Revenons à cette idée trompeusement séduisante, selon laquelle les vaincus de la Seconde Guerre mondiale (Allemagne et Japon notamment) auraient gagné la troisième guerre mondiale (par l'occupation du champ économique) et au-delà peut-être une quatrième guerre mondiale (par la maîtrise de l'innovation)... Observons donc ces prétendus nouveaux vainqueurs et prenons l'exacte mesure de leur parade de victoire. Le fameux vae victis (malheur aux vaincus) des empires victorieux paraît sévèrement érodé.

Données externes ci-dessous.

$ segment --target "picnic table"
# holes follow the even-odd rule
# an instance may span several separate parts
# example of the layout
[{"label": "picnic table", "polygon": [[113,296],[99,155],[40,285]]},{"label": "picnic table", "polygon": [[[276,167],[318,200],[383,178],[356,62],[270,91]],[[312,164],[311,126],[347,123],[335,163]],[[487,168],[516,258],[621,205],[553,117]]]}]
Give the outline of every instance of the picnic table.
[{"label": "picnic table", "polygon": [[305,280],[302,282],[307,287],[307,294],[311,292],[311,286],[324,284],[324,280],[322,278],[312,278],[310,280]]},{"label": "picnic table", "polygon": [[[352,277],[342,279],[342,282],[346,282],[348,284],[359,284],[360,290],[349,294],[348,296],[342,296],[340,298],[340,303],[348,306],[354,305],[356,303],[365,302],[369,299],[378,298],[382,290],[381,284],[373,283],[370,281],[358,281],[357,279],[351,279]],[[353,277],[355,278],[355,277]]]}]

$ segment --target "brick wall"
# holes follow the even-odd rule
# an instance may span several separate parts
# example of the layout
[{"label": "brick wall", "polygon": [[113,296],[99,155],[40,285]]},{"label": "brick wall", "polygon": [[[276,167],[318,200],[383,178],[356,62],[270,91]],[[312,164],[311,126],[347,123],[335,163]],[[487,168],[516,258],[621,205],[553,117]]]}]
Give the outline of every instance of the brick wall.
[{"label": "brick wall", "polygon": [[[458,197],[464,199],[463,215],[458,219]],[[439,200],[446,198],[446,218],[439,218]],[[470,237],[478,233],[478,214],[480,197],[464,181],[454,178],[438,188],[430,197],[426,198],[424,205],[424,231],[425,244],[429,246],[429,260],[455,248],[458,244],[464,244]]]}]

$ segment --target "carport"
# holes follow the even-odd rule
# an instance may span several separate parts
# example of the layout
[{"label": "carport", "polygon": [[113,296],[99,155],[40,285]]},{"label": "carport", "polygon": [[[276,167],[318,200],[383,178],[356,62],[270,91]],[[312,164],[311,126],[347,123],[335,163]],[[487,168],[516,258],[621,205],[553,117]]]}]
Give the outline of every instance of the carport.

Lorsqu'ils sont passés en force pour s'imposer aux premiers rangs économiques par des stratégies guerrières de dumping, de volume-prix, de puissance financière, etc. les Allemands, les Japonais, et à leur suite les Coréens ou les " nouveaux dragons ", n'ont eu d'autre choix que de s'allier avec... les vaincus ! Et de transformer pour cela de fond en comble leur organisation, leur comportement et leurs attitudes ! Imagine-t-on César triomphant demandant l'alliance à Jugurtha le Numide ? Bismarck, Hitler ou Staline, victorieux, demandant l'alliance aux vaincus ? Non pas l'alliance avec un groupe, un gouvernement fantoche ou " vendu " chez les vaincus, mais l'alliance sans sommation, sans contrôle, sans numerus clausus ; l'alliance avec des vaincus qui demeurent des rivaux !

Autre observation capitale : les " vainqueurs " de l'économie évolutive ne sont pas toujours et dans tous les secteurs passés en force pour s'imposer. Ils ne l'ont fait que dans les secteurs traditionnels de la sidérurgie, du textile, de la construction navale, ou seulement dans les aspects basiques de l'automobile ou de la machine-outil... Car dès que l'on se situe dans les aspects qualitatifs et a fortiori dans l'univers des services, les grands, les puissants, les vainqueurs doivent pour se hisser aux premiers rangs mondiaux déployer des trésors de patience, d'ingéniosité, d'écoute, pour comprendre les " vaincus ", savoir ce qu'ils désirent, comment les satisfaire... Plus encore, ceux qui ont gagné doivent toujours être prêts à revoir ou même renier leurs produits, être attentifs aux moindres réclamations, avant même (c'est cela l'anticipation) que ceux sur qui ils " étendent leur domination " ne manifestent un quelconque désintérêt à leur égard.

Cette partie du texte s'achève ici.